(IslamToday ID) – Peneliti Strategi Kebijakan CERAH Wicaksono Gitawan, mengingatkan bahwa Indonesia tetap terikat dengan komitmen transisi energi sesuai Undang-Undang No 16 Tahun 2016, yang merupakan bukti Indonesia meratifikasi Perjanjian Paris.
Karenanya, meski Amerika Serikat mundur dari Perjanjian Paris dan kesepakatan Just Energi Transition Partnership (JETP).
Ia menilai, Indonesia tetap berkewajiban merealisasikan transisi dari energi fosil ke energi terbarukan.
Dukungan Multilateral dalam Transisi Energi
“Apalagi, Amerika Serikat bukanlah satu-satunya mitra yang mendukung aksi transisi energi Indonesia. Melalui Belt and Road Initiative (BRI), China mulai mengalihkan investasinya di Indonesia ke proyek energi hijau,” tutur Wicaksono dalam diskusi CERAH Insight Talk bertajuk “Agenda Iklim dan Transisi Energi di Tengah Memanasnya Situasi Geopolitik Internasional”, di Jakarta, Rabu (7/5/2025).
Selanjutnya, kata dia, Jepang melalui inisiatif Asia Zero Emission Community (AZEC) berkomitmen mendukung dekarbonisasi Kawasan Asia.
Investasi Energi Fosil Masih Dominan
Meski demikian, Indonesia tetap harus waspada, mengingat tidak semua rencana investasi China dan Jepang sejalan dengan komitmen netral karbon.
“China misalnya, meski mulai beralih, investasinya masih dominan di energi fosil, seperti PLTU captive untuk smelter nikel.

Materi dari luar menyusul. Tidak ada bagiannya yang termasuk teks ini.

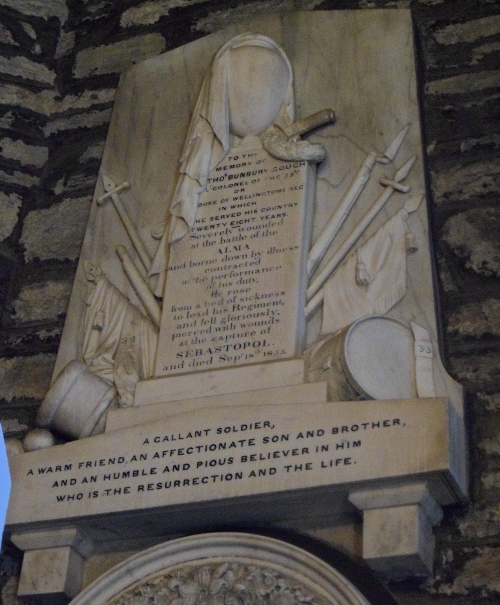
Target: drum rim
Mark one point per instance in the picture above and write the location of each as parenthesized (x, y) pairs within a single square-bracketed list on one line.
[(343, 358)]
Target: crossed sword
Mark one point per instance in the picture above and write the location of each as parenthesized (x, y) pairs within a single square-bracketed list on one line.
[(315, 292)]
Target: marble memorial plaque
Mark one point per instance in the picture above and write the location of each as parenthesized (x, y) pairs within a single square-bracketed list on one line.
[(235, 291), (201, 457)]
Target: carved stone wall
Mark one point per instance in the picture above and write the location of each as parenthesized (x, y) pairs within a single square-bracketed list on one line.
[(59, 67)]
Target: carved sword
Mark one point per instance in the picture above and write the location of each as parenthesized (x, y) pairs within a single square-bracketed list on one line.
[(112, 192), (315, 294), (352, 194)]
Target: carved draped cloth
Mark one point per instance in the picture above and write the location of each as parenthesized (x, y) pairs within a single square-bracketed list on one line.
[(208, 141), (372, 280)]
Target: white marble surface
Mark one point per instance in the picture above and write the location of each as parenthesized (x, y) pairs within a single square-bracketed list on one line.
[(282, 561), (339, 60), (298, 393), (230, 380), (203, 456), (51, 575)]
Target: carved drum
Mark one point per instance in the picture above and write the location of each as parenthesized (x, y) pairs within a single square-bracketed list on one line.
[(373, 358)]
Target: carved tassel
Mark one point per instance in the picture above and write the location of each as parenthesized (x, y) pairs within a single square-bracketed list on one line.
[(410, 242), (98, 321), (362, 276)]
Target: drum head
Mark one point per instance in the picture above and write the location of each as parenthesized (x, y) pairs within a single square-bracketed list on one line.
[(378, 358)]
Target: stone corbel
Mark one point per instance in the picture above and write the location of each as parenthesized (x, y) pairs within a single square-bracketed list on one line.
[(53, 564), (398, 539)]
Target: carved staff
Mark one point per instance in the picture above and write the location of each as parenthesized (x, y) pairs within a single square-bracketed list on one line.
[(342, 211), (314, 294), (144, 294), (112, 192), (284, 143)]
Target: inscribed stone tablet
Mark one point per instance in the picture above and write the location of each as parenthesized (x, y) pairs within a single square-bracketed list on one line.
[(235, 286)]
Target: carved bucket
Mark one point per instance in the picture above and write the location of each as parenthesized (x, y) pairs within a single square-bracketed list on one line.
[(77, 402), (373, 358)]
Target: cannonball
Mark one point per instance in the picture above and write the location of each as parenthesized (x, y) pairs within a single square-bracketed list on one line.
[(14, 446), (38, 439)]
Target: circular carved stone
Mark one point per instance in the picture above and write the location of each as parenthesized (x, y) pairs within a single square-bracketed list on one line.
[(222, 569)]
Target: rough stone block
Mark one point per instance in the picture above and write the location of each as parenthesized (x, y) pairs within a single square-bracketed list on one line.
[(27, 377), (9, 208), (56, 232), (473, 237), (114, 58), (42, 301)]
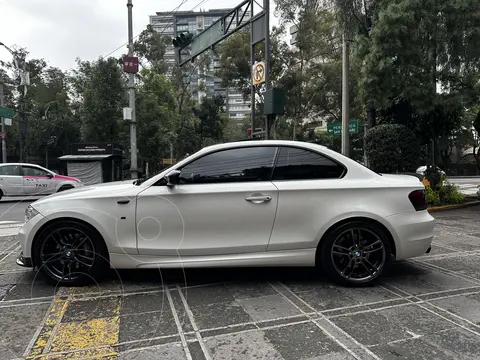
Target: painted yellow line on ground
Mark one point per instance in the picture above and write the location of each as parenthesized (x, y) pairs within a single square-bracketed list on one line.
[(89, 339), (56, 314)]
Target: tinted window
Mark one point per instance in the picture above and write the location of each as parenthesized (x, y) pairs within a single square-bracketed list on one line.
[(234, 165), (13, 170), (31, 171), (300, 164)]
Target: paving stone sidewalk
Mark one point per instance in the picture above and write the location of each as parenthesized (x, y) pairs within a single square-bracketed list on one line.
[(424, 308)]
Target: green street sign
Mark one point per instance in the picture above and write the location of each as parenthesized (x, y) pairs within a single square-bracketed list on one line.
[(336, 128), (6, 112)]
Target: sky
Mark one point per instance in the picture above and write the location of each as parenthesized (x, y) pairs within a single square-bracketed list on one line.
[(59, 31)]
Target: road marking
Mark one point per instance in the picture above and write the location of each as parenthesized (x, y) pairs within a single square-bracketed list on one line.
[(179, 325), (329, 322), (194, 325), (93, 338), (56, 313)]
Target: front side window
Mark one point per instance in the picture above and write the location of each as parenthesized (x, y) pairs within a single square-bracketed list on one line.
[(233, 165), (32, 171), (10, 170), (301, 164)]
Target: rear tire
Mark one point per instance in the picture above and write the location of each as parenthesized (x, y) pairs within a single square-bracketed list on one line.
[(70, 253), (356, 253)]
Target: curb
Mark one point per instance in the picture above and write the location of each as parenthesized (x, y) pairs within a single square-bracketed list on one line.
[(455, 206)]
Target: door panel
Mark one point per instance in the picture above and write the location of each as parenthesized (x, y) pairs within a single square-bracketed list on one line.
[(310, 191), (205, 219), (224, 203)]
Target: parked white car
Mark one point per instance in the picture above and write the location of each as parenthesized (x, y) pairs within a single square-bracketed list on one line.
[(17, 179), (255, 203)]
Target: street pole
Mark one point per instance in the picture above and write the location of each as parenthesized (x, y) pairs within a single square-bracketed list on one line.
[(365, 160), (345, 99), (131, 99), (266, 8), (252, 62), (4, 141)]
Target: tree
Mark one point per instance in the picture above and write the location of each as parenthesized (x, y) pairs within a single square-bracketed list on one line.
[(211, 120), (100, 88), (156, 111), (392, 148)]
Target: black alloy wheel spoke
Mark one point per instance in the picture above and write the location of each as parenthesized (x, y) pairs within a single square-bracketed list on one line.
[(358, 256), (67, 253)]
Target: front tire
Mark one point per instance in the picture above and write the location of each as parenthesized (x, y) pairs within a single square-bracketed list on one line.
[(356, 253), (70, 253)]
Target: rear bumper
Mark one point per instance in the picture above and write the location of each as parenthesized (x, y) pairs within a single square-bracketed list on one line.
[(412, 233)]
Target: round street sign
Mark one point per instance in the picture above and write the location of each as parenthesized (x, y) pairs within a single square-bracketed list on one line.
[(258, 73)]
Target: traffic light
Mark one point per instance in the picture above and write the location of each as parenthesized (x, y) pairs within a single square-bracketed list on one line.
[(182, 40)]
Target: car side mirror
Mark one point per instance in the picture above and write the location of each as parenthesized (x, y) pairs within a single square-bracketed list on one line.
[(173, 178)]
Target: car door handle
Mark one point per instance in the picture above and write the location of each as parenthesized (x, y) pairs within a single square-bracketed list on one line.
[(258, 199)]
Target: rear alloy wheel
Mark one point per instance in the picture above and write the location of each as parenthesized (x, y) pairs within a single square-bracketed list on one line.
[(356, 253), (70, 253)]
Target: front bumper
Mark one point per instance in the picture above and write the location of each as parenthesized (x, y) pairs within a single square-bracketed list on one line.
[(23, 261)]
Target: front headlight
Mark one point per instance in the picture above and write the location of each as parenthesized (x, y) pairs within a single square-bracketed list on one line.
[(30, 213)]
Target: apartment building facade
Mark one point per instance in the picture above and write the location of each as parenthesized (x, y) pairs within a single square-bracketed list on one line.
[(171, 24)]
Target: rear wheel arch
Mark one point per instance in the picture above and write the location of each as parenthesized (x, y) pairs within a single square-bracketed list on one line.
[(98, 236), (352, 219)]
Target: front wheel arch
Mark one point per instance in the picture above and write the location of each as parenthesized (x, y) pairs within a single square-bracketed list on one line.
[(63, 219), (352, 219)]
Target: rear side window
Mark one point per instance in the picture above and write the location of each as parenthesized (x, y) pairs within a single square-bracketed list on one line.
[(12, 170), (246, 164), (301, 164)]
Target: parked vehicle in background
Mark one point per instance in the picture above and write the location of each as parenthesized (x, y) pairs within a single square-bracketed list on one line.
[(18, 179), (255, 203)]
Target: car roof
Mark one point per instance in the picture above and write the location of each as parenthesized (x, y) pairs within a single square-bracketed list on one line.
[(21, 164)]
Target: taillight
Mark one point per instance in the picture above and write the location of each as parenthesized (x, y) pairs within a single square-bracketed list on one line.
[(418, 200)]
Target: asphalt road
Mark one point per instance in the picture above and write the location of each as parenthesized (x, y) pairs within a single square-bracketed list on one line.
[(424, 308)]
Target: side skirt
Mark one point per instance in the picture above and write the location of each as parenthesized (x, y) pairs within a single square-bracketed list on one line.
[(304, 257)]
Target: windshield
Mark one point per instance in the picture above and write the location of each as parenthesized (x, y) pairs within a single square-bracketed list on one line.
[(142, 180)]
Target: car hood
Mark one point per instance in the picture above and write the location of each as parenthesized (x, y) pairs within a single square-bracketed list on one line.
[(125, 188)]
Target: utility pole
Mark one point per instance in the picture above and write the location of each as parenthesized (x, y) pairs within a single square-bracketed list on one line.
[(266, 8), (131, 99), (4, 141), (345, 98), (252, 61)]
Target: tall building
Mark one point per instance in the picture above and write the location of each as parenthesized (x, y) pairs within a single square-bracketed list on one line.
[(170, 24)]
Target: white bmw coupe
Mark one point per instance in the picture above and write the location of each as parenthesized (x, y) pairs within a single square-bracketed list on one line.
[(252, 203)]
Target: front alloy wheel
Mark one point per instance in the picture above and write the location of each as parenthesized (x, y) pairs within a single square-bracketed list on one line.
[(69, 253), (356, 253)]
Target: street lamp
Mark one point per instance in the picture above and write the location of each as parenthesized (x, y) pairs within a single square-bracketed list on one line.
[(19, 63)]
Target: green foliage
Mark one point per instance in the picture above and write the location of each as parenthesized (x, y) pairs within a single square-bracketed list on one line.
[(434, 177), (447, 194), (392, 148), (433, 198)]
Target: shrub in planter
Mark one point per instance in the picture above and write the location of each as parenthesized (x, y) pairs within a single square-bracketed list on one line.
[(433, 199), (449, 194), (392, 148), (434, 177)]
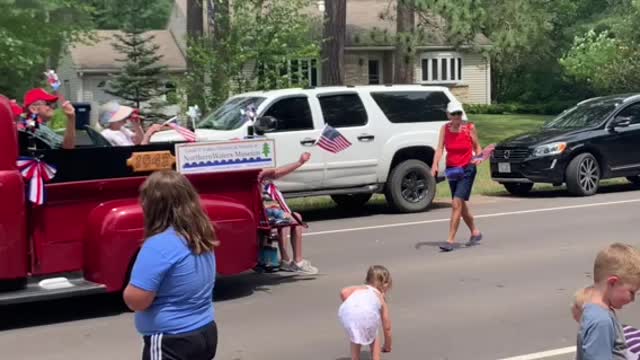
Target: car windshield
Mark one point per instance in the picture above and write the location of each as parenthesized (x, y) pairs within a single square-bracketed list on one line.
[(584, 115), (228, 116)]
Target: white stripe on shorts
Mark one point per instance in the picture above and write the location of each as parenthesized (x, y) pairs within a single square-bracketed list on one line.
[(152, 348)]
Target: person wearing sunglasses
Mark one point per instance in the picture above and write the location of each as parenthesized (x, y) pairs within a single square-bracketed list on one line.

Kemudian Jepang masih mendorong gas alam (LNG) dan biomassa, yang berisiko memperpanjang ketergantungan Indonesia pada energi fosil,” ungkapnya.
Teknologi Transisi Berpotensi Tingkatkan Emisi
Hal ini mengingat, sejumlah dokumen perencanaan Indonesia masih memasukkan teknologi transisi, yang dinilai justru akan meningkatkan emisi dan memperpanjang pemanfaat energi fosil.
Dokumen Rencana Umum Ketenagalistrikan Nasional (RUKN) 2024 misalnya, masih memasukkan rencana retrofit PLTU dengan teknologi penangkapan karbon (carbon capture storage/CCS) dan pembakaran bersama (co-firing) biomassa.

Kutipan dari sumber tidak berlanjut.